A Trie (also sometimes called a Prefix Tree), is a type of search tree where instead of storing the keys in each node, instead the path to reach that node defines the key. In data sets where keys often share a common prefix this can be an efficient way to store them, as those common prefixes are only represented once instead of many times. The Trie structure was described in lecture in week 10. In this request you will implement a variation of the Trie structure for the case where the keys are made up of only 4 possible characters (A, C, G and T) and the values are arbitrary strings. Thus each Node can have only 4 possible children (one where the next character is A, one where the next character is C, etc), and so we can define a Node class where there is an array of length 4 to hold the references to children Nodes. When we do this, we do not store the character in the Node, instead the character is found by looking at which child of the parent this Node is. Each Node can also hold a value, if the sequence of characters used to reach that position is one of the keys.

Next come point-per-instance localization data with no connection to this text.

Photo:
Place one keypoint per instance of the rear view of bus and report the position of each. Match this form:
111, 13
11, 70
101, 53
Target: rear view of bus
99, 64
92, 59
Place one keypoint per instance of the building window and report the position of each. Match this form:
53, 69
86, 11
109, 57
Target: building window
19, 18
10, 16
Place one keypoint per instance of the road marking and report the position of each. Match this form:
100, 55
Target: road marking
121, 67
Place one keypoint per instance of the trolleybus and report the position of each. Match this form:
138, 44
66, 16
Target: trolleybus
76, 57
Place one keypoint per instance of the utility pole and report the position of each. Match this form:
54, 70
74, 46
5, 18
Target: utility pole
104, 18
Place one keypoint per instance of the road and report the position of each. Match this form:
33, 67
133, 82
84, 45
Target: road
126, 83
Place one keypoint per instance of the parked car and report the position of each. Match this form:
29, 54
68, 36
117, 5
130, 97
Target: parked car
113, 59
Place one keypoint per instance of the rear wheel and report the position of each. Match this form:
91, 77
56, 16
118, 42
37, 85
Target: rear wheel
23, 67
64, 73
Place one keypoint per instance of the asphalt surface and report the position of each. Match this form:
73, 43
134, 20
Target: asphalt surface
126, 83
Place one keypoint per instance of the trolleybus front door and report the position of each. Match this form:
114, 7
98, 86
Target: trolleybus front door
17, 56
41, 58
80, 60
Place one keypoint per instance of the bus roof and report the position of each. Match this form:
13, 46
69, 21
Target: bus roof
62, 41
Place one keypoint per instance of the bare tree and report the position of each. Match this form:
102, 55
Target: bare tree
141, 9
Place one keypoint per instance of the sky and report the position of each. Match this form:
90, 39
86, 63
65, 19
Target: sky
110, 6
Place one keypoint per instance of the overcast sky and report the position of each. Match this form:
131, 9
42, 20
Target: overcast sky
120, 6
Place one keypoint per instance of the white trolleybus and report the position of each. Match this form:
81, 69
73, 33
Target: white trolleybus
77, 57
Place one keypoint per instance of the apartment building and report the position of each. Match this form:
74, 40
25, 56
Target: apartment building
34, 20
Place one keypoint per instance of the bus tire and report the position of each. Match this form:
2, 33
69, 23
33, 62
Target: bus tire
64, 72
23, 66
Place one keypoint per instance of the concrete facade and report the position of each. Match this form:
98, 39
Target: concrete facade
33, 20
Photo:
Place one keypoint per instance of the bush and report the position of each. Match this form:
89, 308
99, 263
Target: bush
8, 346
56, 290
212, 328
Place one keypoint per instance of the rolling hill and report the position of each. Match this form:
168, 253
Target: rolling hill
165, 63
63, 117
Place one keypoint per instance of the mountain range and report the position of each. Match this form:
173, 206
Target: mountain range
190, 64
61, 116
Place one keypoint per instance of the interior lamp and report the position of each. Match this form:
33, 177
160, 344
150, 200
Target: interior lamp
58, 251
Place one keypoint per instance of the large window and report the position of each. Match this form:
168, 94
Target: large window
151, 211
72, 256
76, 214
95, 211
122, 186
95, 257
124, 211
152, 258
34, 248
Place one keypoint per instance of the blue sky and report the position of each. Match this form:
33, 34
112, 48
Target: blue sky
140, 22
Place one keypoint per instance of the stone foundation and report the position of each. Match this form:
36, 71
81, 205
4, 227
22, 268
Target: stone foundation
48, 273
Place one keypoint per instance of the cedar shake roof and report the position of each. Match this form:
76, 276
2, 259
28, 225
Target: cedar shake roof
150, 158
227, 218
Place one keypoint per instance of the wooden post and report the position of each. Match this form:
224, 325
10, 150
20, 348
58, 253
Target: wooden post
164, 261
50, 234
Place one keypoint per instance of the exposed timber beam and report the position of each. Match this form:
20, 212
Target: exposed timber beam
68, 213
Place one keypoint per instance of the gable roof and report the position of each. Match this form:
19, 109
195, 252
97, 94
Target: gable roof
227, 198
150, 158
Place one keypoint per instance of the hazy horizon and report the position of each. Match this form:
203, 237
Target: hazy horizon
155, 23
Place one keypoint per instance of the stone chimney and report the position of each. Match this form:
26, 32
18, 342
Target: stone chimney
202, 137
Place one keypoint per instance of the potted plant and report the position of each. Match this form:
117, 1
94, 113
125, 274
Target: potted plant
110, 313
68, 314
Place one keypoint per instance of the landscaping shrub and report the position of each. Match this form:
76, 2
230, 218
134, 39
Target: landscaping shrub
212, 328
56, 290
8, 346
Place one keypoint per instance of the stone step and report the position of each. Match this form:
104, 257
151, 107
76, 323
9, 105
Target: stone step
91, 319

The diagram below shows the data structure storing the following key-value pairs: (G, Suzy), (GAC, Bill), (GAT, Kate), (CG, Fred), (CT, Jane). Notice how the path to the node containing Kate goes from the root to its the third child (corresponding to the character G), then from that node to its first child (corresponding to A), and from that node to its fourth child (T).

In this request you will write the code for a class request which implements the PrefixMap interface, using a Prefix Tree. The full skeleton code for the request is
available for download on the resources section of Ed.

Deliverables

Code

You must produce a class called request that is suitable to be in a collection library. It must implement the PrefixMap interface exactly as we have defined that. Your class should contain an appropriate private nested class Node that represents the Node objects in the Trie.

You are advised to use recursion when writing the methods, but this is not a requirement.

Report

You must write a short report:

For each of the interface methods, describe the algorithm used, state the running time of this algorithm in big-Oh notation, and give a brief argument justifying that this cost is correct. You should express the costs in terms of n (the number of key-value pairs in the collection), m (the length in characters of the argument key or prefix), and k (the number of keys that start with the given prefix).
Describe how you tested your code. List the test cases you wrote, stating briefly the purpose of each test.

Analysis of runtime

This is based on your report. Note that you can gain these marks even if you don’t write any code, as long as you analyse algorithms that you describe which operate on the Trie.

Pass level: You state the correct big-Oh for majority of public methods, when each is implemented from the algorithm as you described it.
Distinction level: As for Pass, and also you provide convincing and valid arguments in most cases.